Solo una mujer, Betty Zimmerman, formó parte del grupo, más por un azar que por razones de género: Marshall McLuhan, el filósofo canadiense que hizo célebre la frase “el medio es el mensaje” y su concepción del mundo como una “aldea global”, había enfermado y cedió su representación a la directora de Radio Canadá Internacional.

Dos latinoamericanos formaron parte del equipo, Gabriel García Márquez y Juan Somavia, chileno, diplomático y profesional de carrera en las Naciones Unidas, quien años más tarde dirigiría la Organización Internacional del Trabajo (OIT).

En términos económicos, su redacción se situó en los albores del Neoliberalismo y, en términos tecnológicos, en los de la Internet y la comunicación digital (“la explosión tecnológica en la comunicación tiene gran potencialidad y peligro a la vez… depende de decisiones vitales y de dónde y por quién se tomen”). A ambos los sintió próximos y su propuesta fue como un escudo para defender a los países más débiles y en menor ventaja.

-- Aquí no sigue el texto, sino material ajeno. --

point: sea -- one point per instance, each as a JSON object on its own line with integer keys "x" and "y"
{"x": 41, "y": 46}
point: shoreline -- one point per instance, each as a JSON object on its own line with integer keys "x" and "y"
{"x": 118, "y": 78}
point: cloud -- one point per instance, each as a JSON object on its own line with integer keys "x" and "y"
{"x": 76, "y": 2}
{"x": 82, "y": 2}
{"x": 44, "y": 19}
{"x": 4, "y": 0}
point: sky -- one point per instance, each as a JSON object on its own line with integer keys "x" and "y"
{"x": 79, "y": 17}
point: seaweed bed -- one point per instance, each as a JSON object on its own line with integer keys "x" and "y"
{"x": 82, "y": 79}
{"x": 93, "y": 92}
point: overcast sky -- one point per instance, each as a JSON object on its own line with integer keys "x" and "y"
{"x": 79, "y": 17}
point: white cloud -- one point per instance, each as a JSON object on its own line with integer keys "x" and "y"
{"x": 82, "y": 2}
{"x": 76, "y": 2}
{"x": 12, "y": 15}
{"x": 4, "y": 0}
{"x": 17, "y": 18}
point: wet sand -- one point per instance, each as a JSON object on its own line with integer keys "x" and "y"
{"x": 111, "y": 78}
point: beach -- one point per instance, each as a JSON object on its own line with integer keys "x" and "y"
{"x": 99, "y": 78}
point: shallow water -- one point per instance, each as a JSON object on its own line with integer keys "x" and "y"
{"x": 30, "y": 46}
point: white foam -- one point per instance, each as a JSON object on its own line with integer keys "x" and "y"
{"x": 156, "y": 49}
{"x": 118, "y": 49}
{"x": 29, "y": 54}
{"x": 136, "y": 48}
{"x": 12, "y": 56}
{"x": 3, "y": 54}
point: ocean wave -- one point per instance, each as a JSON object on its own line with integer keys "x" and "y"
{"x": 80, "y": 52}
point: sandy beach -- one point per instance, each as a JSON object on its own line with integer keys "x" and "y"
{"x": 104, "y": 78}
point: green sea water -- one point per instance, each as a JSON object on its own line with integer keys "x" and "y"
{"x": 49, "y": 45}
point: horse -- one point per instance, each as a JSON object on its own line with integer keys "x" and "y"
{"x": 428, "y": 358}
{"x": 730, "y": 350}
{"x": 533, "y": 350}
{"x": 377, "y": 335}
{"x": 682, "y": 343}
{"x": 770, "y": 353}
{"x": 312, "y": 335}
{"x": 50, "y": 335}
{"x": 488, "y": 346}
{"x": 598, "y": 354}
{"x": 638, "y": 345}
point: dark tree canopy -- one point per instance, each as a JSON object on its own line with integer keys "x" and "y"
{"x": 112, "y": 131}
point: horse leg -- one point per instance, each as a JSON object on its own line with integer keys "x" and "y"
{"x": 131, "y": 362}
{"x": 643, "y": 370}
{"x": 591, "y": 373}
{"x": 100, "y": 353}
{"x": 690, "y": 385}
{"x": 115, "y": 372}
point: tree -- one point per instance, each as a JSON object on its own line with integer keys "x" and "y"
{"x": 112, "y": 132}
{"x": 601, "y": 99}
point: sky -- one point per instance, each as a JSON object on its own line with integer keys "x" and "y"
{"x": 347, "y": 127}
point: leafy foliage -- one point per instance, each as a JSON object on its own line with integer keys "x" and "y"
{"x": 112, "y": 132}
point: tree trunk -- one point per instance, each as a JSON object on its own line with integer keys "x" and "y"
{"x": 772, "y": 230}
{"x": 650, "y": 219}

Cuarenta años de una propuesta fallida

Un solo mundo, voces múltiples. Comunicación e información en nuestro tiempo, más conocido como el Informe MacBride, cumple en 2020 cuarenta años de haber salido a luz, los mismos años de su entierro como propuesta factible, porque entonces, como ahora, el Tercer Mundo podía patalear su descontento frente a un orden desequilibrado de contenidos informativos, pero carecer de poder para recomponer ese “desequilibrio”, que caracterizó como el monopolio de los grandes medios, el flujo vertical de la información desde los centros de poder, la escasa diversidad de las fuentes informativas, las falsas noticias, el control corporativo de los contenidos y un largo etcétera.

Las reacciones al alumbramiento no se hicieron esperar. En septiembre de 1980, diario El País, de España, reportó que “la mayoría de los países occidentales” se mostró contraria al contenido del informe, por suponerlo una “amenaza a la libertad de información” y un señuelo para que los gobiernos la regularan.

Con la presentación del Informe MacBride, la UNESCO también lanzó su propia suerte a los dados. En 1983 Estados Unidos anunció su retiro como Estado miembro, y al año siguiente, Gran Bretaña. Ambos se reintegraron varios años después, cuando estuvieron seguros que el Nuevo Orden Mundial de Información y Comunicación, NOMIC, como se le denominaba, formaba parte del pasado.

Más que un acto de protesta, el retiro fue un mecanismo de censura a la UNESCO complementado con la asfixia económica, similar al actual retiro anunciado por el gobierno de Donald Trump a la Organización Mundial de la Salud.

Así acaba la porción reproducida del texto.